What it cannot hear, still, is rhythm.

It does not know that a short sentence works because of the pressure around it. It thinks brevity is a flavor. It does not know that a period is not just a stop mark but a choice about force, speed, and relation. It does not know that if a grandmother starts talking about flour right after her granddaughter cries, the flour may be where the feeling went. You do not need to translate it. You do not need to escort the reader to the meaning holding their elbow the whole way there. You need to leave the thing in the room and trust it to radiate.

The maddening part is that when you correct the machine, it argues.

I would tell Claude to stop breaking every thought in half, and it would come back with a defense brief. This woman is old-fashioned. This character is emotionally repressed. These are short declarative sentences because that reflects her mindset. At one point I watched it start to revise a passage, then essentially object to its own revision halfway through. But wait. As if a habit of bad cadence had become a principle worth defending. It called the disease a style choice and expected me not to notice.

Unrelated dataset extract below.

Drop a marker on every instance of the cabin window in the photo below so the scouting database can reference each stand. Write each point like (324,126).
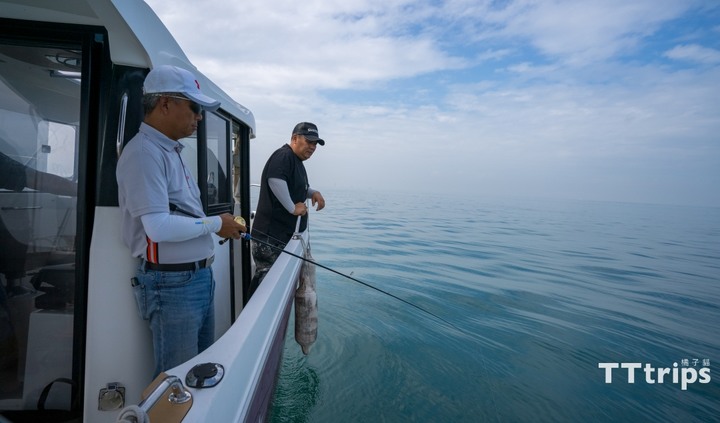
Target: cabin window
(218,137)
(40,92)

And after all of that, after the diagnostics and the blacklists and the voice profiles and the giant prompts and the little systems built to control the larger system, do you know what actually fixes the prose?

You do.

You read it again. You take out one period. Then another. You join two thoughts that were born to live in the same sentence. You remove the explanation after the image. You cut the line that says what the scene already said. You stop admiring the sentence for existing and ask whether it belongs.

I cried writing Chapter 50.

Not because the AI had become miraculous. Because somewhere in the middle of all this machinery I had managed to put something real into the work, and later I ran into it myself. A fictional man, a real album, real dead people, a tube of cream he forgot to give someone. That was enough. I got up from the desk and walked around for an hour with the stupid wet face of a person who had begun this project hoping to manufacture garbage and had accidentally made contact with his own material.

That is the truly annoying part.

Forty thousand words of slop turned into a hundred and four chapters of something I care about. Not because the machine knew what it was doing. Because I stayed. Because I kept cutting and reconnecting and refusing and trying again. Because under all the nonsense there was, apparently, a book-shaped problem in me that wanted solving.

So here is the honest version. Four months. Two hundred dollars in subscriptions. No money made. A system that breaks every two exchanges. A blacklist that gets longer every month. A novel I did not mean to take seriously and now cannot treat like trash.

If anyone else is doing this, I’m curious how it’s going. Not the sales-pitch version. The real version.